0
Yorum
5
Beğeni
5,0
Puan
197
Okunma
Ben içimden geldiği kadarıyla, kelimelerimi yetirebildiğimce hep yazmışımdır hissettiklerimi. Fakat her sana yazmak için kalem kâğıdın başına oturduğumda, öylece kalakalıyorum dakikalarca. İçimdeki bu sevgiyi, bu sevginin bana verdiği elemin hissini tarif edebilmek çok zor. Sadece tarif edebilmekte değil; çoğu zaman böylesine bir sevgiye sahip oluşuma kendim bile anlam veremiyorum. Ve sanırım bu sevginin en saf hali.
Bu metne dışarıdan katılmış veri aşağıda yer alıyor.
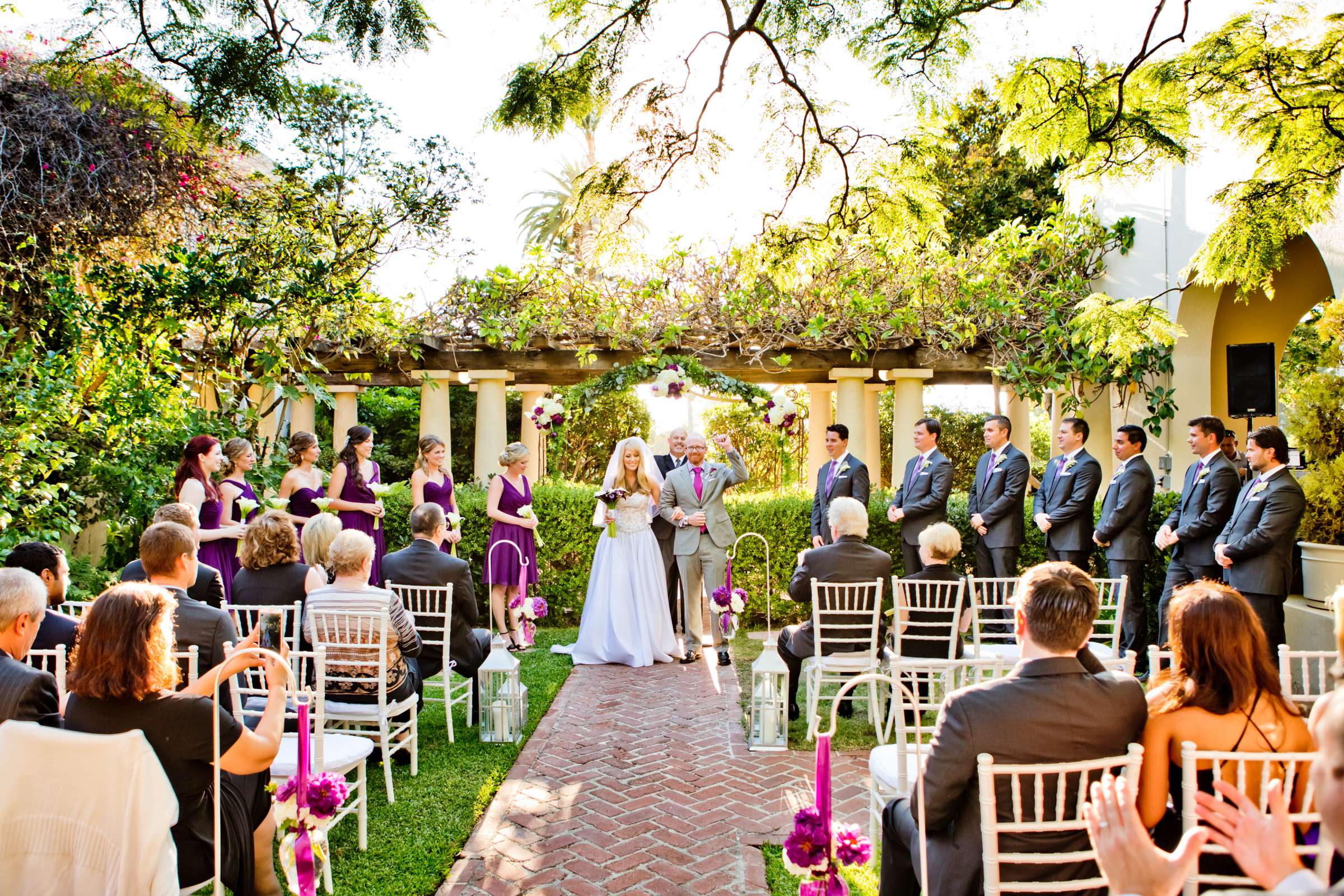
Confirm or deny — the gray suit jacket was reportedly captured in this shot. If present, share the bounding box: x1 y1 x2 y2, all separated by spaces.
1216 465 1306 596
812 454 868 544
1031 449 1101 551
1164 451 1242 567
891 449 951 544
911 656 1148 896
382 539 484 666
1096 454 1157 561
0 650 60 728
967 444 1031 548
659 451 752 555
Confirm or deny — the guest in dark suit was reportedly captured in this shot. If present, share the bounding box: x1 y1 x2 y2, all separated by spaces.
140 522 239 708
0 568 60 728
812 423 868 548
1032 417 1101 572
1093 423 1157 674
880 563 1148 896
1214 426 1306 660
1153 417 1239 643
121 502 225 609
887 417 951 575
967 414 1031 579
383 501 491 724
4 542 80 658
780 497 891 718
652 426 687 631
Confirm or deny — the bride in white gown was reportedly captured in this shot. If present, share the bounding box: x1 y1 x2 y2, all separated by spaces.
551 437 678 666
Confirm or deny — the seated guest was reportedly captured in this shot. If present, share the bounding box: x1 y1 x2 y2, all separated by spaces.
880 562 1146 896
302 513 340 584
893 522 974 660
0 570 60 728
4 542 78 650
383 501 491 724
121 502 225 609
1138 579 1314 860
780 497 891 718
66 585 286 895
142 522 238 693
304 531 422 764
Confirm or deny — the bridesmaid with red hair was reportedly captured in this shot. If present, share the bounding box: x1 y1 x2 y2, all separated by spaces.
174 435 246 602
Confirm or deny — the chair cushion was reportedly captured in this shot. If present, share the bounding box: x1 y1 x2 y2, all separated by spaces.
270 732 375 778
868 744 921 790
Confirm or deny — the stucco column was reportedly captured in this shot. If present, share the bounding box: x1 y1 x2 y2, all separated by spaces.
1001 385 1032 462
830 367 872 477
468 371 513 485
328 385 364 454
802 383 836 488
863 383 887 489
881 367 933 482
517 383 551 482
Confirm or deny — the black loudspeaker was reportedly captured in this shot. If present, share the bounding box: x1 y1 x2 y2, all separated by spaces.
1227 343 1278 417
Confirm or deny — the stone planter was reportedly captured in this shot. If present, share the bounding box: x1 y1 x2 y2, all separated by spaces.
1298 542 1344 610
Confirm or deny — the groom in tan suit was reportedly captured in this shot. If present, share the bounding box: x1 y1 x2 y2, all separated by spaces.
659 432 750 666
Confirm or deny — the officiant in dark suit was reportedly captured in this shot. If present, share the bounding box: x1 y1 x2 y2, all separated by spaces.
887 417 951 575
967 414 1031 579
652 426 687 631
1093 423 1157 674
812 423 868 548
383 501 491 724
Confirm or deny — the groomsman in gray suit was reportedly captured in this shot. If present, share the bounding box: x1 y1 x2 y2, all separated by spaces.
659 432 752 666
1153 417 1240 643
1093 423 1157 674
887 417 951 575
812 423 868 548
1032 417 1101 572
1214 426 1306 661
967 414 1031 579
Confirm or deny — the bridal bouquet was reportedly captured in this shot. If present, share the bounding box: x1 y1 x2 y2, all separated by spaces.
368 482 393 532
649 364 685 398
594 489 631 539
528 398 564 432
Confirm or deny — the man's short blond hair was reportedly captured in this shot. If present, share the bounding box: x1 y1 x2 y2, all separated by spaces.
920 522 961 563
328 529 374 575
827 497 868 539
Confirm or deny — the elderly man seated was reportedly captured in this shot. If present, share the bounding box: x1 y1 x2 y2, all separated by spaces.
780 497 891 718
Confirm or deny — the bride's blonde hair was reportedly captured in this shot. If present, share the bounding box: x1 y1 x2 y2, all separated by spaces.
612 442 653 494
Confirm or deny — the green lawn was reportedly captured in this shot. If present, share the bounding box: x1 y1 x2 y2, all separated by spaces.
320 629 578 896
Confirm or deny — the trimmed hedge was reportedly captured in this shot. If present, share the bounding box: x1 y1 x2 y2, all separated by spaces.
383 482 1180 634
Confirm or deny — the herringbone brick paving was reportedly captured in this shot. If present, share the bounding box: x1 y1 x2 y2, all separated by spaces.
438 651 867 896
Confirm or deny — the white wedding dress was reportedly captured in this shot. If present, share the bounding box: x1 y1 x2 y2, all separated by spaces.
551 494 678 666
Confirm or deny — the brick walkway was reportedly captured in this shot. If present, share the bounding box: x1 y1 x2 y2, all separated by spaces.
438 651 867 896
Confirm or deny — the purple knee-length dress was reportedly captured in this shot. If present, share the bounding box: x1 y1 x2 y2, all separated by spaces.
485 475 536 584
337 461 383 589
196 498 235 603
424 474 453 553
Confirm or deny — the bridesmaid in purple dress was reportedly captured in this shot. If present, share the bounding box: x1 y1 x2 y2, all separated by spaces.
219 438 261 584
174 435 243 602
485 442 536 650
328 424 383 589
411 435 463 553
279 431 326 550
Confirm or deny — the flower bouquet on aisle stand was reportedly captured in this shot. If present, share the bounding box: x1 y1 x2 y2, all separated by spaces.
594 489 631 539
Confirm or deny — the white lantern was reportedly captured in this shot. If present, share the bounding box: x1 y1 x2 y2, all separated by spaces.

Öyle bir şey ki, çiçek ne demek bilmeyen ben, sana mevsim ne olursa olsun rengârenk bahçeler açabilmek uğruna debelendim durdum. Küçücük bir çocuğun saf sevgiyle sevdiği her şeyin kötü yanlarını çabucak unutması gibi, hatalarına ve yaşattığın hayal kırıklıklarına rağmen sana hep parlayan gözlerle baktım.
Bundan yıllar sonra, hayatımdan geçip giden insanları düşünürken duvardan farksız kalacağımdan eminken, aklımın bir köşesine sen düşünce, o duvarın üzerime yıkıldığını hissediyorum.
Senden sonra başkasını sevmek gibi bir niyetim ve arzum yok, sevgilim. Derinden sevmiş herkesin hikâyesinin sonunda derin bir yalnızlık vardır bence. Ben de bir daha hiçbir zaman böylesine destansı bir aşka sahip olamayacağım; yokuşlarıyla, uçurumlarıyla… Ben bu sevdayı kabul ettim daha en başından; hayallerimde nice mutlu sonlar yazdım bize, gerçek olamayacaklarını bilmenin ağırlığını omuzlanarak. İçimde hep bir tarafı buruk kalan bu hikâyeye her dönüp baktığımda, gözlerim dolu dolu gülümseyeceğim…
5.0
100% (1)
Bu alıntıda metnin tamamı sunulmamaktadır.